Oh, it's going to be a terrific couple of months. Until I find out whether there will be school in February. I don't promise that I will do all ten things and read all ten books. But I honestly feel like now that this class is over, I'll have time to do anything, up to and including climbing Kilimanjaro.

Tuesday, December 1, 2015

Blood Clots

A couple of weeks ago I bought a $5 hematite bracelet from a hippie shop in Pasadena. I was drawn to it because its color, gray-black, was more appealing than any of the other colors on the t-shaped rack of beaded bracelets. The little crystals guide next to the rack said that one of hematite's main qualities was engendering balance, and immediately I was not surprised that it called to me. I am a Libra through and through.

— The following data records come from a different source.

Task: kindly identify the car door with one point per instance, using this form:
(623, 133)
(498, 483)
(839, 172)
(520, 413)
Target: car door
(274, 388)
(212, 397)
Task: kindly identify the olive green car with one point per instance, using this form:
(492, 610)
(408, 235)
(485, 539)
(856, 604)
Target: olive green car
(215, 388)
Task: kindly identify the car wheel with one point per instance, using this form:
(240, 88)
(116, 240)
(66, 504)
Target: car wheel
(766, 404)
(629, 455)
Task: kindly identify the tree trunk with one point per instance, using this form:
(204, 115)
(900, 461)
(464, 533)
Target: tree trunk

I've worn it a bunch since then and it has never felt right on my wrist. It's felt kind of bad, in fact, as if it's actively unhelpful. Maybe I got a dud. Maybe it's not really hematite. Maybe I shouldn't trust a $5 bracelet to solve my problems.

--

Last night as I was driving home, a plane high overhead seemed to shine its bright center light directly through my windshield. This happened twice: two planes, one from the west and one from the north. I believe they were both landing at Van Nuys.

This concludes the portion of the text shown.